Günther, S., Reinke, P. Y. A., Fernández-García, Y., Lieske, J., Lane, T. J., Ginn, H. M., et al. (2021). X-ray screening identifies active site and allosteric inhibitors of SARS-CoV-2 main protease. Science, 372(6542), 642-646. doi:10.1126/science.abf7945.

Cite as: https://hdl.handle.net/21.11116/0000-0008-3C42-B

Abstract

The coronavirus disease (COVID-19) caused by SARS-CoV-2 is creating tremendous human suffering. To date, no effective drug is available to directly treat the disease. In a search for a drug against COVID-19, we have performed a high-throughput x-ray crystallographic screen of two repurposing drug libraries against the SARS-CoV-2 main protease (M^pro), which is essential for viral replication.

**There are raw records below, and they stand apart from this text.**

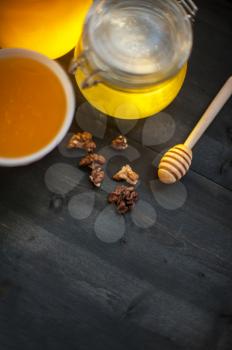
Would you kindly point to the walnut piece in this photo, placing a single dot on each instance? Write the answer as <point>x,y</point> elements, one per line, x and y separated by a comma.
<point>120,143</point>
<point>92,160</point>
<point>82,140</point>
<point>126,173</point>
<point>124,198</point>
<point>97,176</point>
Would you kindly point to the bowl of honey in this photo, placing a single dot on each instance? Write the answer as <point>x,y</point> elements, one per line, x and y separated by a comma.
<point>37,105</point>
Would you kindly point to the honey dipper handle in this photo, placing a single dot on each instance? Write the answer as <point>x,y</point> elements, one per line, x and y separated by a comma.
<point>210,114</point>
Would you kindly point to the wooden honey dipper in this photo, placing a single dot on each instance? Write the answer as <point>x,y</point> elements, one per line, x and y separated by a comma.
<point>177,161</point>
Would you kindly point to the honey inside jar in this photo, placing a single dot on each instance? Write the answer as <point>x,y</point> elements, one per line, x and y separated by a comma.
<point>32,106</point>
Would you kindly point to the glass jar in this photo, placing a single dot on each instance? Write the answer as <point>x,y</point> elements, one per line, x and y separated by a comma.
<point>132,58</point>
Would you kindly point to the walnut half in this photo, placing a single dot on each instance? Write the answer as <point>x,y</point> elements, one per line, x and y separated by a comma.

In contrast to commonly applied x-ray fragment screening experiments with molecules of low complexity, our screen tested already-approved drugs and drugs in clinical trials. From the three-dimensional protein structures, we identified 37 compounds that bind to M^pro. In subsequent cell-based viral reduction assays, one peptidomimetic and six nonpeptidic compounds showed antiviral activity at nontoxic concentrations. We identified two allosteric binding sites representing attractive targets for drug development against SARS-CoV-2.